Being told to move normally again is often quite anxiety-inducing in patients but believe me it works and it can be done at a pace comfortable for the patient (known as graded exposure to movement, not “in at the deep end” stuff!).
If we now look at this pattern in back pain. As physio’s we often find the patient is very apprehensive when bending forwards. For example and they may use mal-adaptive movement patterns (not moving normally), such as keeping the back entirely straight or arched when bending to pick an item from the floor. This is fear avoidance due to fear of pain, or fear of damage, or both. I accept that in the first few days, sometimes weeks of back pain we maybe move less to protect our self but if this goes on for many weeks, months, even years in some cases, it can become very disabling. So just like a dizziness problem the area affected can become stiff, tense, very sensitive and weaker, not to mention in a lot of cases the pain persists. So again for clinicians; education and listening skills are vital. Hearing from the patient why they have changed their way of moving and what they are fearing is very important and can lead to a lot of clinical reassurance and confidence building. Movements restriction are often due to outdated beliefs, for example thinking our back remains damaged long after the time for healing has occurred. So just like for vestibular rehab, movement is encouraged, with bags of reassurance when needed.

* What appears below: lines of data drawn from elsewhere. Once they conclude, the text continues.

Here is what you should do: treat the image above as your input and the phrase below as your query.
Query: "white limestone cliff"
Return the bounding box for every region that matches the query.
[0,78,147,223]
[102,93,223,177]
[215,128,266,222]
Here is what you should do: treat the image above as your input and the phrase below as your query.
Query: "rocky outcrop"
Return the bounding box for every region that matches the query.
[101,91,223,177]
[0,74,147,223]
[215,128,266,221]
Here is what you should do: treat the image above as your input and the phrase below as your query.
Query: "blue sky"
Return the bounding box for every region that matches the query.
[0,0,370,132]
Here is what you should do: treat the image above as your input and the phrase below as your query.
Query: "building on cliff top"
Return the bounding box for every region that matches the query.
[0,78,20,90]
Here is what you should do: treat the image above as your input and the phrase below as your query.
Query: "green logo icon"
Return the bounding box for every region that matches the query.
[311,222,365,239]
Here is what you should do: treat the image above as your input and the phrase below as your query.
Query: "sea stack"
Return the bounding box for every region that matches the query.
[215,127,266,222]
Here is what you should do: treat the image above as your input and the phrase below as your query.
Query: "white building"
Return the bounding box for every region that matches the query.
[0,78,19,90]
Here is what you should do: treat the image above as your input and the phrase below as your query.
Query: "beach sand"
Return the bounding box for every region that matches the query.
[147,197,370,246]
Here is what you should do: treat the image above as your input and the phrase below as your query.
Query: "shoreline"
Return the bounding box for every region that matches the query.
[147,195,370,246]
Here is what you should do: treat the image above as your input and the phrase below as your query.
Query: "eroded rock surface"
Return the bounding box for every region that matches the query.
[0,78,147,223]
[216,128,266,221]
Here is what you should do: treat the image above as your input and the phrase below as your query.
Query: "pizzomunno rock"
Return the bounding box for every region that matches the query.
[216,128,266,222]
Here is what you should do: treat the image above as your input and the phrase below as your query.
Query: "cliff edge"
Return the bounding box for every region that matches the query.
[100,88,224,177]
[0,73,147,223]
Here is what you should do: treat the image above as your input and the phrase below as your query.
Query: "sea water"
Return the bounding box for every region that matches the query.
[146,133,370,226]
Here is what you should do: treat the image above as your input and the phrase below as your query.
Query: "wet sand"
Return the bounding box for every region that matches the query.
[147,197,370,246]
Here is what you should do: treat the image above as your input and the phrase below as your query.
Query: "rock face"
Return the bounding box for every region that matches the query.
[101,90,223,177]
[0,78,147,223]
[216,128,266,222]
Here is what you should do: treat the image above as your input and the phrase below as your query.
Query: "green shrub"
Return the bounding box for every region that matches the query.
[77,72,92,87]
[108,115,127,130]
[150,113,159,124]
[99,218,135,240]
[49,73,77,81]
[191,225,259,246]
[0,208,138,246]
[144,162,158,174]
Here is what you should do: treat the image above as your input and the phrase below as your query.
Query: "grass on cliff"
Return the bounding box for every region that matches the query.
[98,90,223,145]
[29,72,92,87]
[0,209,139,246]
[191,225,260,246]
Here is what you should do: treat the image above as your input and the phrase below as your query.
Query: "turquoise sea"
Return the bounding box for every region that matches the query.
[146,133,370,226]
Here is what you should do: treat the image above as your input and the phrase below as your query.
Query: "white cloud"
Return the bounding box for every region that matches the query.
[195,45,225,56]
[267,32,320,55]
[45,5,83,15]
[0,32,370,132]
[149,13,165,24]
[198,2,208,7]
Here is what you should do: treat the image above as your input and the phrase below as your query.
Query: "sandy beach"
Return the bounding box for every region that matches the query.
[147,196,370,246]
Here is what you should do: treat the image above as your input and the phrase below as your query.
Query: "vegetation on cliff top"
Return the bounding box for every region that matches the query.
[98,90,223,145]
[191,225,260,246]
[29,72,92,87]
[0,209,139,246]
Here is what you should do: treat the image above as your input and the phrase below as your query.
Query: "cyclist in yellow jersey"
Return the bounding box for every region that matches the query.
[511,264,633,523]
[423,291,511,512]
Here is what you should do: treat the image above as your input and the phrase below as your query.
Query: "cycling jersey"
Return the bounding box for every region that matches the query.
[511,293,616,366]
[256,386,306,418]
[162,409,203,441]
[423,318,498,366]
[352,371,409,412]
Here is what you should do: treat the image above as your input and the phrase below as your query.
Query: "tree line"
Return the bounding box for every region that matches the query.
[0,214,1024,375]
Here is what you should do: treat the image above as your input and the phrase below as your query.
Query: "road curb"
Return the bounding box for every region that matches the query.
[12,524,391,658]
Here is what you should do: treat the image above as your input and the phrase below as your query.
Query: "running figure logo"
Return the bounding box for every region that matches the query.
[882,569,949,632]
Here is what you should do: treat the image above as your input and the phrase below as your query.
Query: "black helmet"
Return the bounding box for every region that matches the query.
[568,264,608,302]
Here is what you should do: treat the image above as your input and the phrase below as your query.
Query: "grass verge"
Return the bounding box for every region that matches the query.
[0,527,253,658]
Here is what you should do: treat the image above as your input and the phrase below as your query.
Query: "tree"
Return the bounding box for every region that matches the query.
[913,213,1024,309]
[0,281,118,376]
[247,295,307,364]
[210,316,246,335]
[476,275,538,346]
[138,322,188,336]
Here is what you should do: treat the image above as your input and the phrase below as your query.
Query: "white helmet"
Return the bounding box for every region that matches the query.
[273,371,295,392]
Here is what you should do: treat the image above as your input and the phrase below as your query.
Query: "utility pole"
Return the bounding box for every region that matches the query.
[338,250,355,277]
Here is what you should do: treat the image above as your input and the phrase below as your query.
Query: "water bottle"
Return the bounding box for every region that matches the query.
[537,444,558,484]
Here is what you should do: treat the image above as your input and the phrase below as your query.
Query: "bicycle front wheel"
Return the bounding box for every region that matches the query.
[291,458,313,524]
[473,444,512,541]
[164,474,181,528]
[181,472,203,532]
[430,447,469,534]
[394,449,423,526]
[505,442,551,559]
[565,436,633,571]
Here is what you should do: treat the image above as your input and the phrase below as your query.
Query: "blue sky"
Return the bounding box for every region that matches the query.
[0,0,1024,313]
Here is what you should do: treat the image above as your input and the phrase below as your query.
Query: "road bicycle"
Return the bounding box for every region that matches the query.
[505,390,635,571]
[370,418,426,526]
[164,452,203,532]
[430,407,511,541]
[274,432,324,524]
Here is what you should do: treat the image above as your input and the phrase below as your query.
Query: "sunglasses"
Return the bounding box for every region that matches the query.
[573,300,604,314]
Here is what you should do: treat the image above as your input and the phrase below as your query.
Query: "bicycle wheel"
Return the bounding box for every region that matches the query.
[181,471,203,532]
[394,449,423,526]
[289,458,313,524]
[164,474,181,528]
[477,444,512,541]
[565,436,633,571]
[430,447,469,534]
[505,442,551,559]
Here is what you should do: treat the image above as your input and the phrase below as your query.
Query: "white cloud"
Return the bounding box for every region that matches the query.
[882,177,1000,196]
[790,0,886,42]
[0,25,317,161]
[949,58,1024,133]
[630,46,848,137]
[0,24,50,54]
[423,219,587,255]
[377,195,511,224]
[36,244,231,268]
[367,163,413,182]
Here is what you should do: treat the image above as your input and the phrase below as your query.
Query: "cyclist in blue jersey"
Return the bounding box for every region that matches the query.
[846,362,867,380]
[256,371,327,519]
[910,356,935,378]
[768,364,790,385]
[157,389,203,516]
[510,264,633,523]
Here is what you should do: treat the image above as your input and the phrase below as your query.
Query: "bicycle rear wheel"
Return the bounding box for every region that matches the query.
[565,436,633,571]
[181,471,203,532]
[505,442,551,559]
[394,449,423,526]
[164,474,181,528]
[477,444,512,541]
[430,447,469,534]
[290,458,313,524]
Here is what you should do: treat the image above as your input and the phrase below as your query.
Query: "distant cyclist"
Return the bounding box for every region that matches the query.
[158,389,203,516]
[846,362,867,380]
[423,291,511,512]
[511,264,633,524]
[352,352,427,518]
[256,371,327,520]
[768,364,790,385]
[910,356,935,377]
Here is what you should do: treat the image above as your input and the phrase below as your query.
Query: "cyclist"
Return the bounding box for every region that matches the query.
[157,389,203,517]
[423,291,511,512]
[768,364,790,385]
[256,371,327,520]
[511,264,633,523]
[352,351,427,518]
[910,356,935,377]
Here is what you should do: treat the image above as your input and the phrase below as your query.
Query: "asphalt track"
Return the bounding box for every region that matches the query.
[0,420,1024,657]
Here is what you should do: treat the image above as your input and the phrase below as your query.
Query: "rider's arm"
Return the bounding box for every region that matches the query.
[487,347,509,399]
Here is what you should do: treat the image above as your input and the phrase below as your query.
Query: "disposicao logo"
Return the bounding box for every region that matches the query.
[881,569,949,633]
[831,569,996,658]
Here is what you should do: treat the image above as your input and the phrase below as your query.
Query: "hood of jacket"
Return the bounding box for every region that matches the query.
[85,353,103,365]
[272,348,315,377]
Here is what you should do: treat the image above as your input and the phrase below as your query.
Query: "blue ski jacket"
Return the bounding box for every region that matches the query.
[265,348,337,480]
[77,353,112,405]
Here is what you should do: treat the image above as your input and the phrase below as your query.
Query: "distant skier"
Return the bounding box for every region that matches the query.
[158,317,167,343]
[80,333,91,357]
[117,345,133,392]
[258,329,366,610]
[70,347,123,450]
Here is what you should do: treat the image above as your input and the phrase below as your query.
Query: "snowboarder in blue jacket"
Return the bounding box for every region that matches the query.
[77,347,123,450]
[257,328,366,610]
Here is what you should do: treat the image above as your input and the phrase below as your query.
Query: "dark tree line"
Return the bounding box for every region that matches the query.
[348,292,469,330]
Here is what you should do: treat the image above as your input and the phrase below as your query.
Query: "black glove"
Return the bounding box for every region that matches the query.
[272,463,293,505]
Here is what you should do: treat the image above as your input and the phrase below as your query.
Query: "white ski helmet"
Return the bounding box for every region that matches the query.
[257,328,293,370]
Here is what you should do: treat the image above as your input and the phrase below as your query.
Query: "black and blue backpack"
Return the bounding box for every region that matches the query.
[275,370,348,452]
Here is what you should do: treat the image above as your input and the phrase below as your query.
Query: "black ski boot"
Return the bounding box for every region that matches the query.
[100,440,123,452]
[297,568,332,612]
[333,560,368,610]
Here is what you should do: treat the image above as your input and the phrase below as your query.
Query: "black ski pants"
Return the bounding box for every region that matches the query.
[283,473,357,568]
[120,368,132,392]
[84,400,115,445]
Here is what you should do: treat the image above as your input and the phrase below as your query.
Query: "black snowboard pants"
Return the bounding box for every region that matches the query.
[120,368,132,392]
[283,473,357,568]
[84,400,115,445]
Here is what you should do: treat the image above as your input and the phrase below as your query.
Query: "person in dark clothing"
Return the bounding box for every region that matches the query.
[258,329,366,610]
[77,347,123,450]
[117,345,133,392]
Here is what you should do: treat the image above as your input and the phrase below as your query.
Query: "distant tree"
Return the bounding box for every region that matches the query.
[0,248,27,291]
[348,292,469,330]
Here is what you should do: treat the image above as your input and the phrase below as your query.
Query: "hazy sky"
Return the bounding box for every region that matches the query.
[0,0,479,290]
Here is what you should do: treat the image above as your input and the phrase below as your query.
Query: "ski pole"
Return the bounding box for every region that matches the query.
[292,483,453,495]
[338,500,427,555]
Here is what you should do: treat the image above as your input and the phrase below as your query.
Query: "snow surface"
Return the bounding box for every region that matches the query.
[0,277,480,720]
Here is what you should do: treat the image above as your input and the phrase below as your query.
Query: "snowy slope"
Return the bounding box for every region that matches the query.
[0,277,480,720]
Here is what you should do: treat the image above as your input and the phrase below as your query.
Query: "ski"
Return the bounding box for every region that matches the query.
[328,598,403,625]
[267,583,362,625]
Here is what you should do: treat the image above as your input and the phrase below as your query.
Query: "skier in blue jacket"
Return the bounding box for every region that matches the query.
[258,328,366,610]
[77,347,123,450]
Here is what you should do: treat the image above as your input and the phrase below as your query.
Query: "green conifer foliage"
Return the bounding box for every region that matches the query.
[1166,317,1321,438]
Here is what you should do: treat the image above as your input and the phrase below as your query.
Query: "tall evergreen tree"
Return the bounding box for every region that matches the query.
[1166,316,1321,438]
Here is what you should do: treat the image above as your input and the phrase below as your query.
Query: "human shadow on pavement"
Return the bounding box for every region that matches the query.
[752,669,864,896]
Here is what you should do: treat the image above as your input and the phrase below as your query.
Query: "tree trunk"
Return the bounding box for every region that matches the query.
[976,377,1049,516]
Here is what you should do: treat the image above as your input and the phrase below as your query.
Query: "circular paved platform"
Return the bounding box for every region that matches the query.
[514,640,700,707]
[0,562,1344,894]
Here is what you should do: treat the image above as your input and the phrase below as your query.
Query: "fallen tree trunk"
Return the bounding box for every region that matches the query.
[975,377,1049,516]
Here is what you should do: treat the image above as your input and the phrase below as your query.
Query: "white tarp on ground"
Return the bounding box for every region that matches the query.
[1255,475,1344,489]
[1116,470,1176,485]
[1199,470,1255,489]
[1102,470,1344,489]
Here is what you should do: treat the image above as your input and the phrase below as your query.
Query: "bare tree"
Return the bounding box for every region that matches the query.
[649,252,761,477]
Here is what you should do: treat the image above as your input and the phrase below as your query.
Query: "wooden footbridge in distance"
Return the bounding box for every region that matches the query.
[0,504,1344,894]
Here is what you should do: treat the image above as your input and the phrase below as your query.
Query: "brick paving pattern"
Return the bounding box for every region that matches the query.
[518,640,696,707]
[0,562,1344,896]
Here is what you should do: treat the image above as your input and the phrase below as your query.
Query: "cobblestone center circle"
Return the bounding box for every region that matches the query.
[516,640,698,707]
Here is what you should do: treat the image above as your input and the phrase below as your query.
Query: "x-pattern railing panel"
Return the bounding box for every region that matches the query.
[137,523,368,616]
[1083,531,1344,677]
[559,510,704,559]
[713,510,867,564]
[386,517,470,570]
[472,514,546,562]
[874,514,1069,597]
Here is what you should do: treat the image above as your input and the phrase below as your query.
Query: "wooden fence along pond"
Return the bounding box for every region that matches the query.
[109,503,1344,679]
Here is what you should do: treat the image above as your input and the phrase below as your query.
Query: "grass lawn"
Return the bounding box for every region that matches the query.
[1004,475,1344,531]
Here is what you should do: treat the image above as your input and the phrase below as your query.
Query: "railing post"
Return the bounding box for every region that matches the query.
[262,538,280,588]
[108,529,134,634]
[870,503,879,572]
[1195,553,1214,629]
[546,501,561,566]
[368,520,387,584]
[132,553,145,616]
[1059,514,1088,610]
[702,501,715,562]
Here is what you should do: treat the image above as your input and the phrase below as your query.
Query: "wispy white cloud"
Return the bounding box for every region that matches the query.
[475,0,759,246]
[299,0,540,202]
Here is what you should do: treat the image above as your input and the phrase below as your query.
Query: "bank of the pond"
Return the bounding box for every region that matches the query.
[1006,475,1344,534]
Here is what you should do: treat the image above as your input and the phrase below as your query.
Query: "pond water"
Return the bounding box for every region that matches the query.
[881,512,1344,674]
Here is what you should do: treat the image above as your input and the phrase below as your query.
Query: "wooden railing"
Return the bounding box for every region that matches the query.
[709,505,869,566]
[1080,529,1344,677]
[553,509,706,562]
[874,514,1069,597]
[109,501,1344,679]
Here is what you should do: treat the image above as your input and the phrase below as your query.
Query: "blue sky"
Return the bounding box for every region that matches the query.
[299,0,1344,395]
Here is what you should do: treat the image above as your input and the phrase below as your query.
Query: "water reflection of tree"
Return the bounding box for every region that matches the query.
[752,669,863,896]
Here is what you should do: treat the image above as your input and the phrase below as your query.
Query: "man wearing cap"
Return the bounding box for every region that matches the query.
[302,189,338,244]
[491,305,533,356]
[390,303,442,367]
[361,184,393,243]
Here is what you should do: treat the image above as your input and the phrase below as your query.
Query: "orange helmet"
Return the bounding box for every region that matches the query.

In vestibular rehab when we start to move our head again it can invoke some discomfort or dizziness, remember this is normal. Similarly when moving our back again it can induce some pain or stretching type discomfort. Beginning to move normally again may initially feel stiff or painful, but this is hurt not harm.
A great line which also applies on many levels in life is ‘what you resist persists’. So if you are resisting movements due to dizziness or pain linked to fear of worsening symptoms, be open to the fact that your self-restriction may be holding you back.
This blog is a guide to give an idea of the concept of fear avoidance on how it applies to subsets of two conditions. This may not be the definitive answer but in some cases it is. A full assessment is always required. Pain and dizziness have many more factors feeding into them, anxiety is a big feeder, as is our emotional health.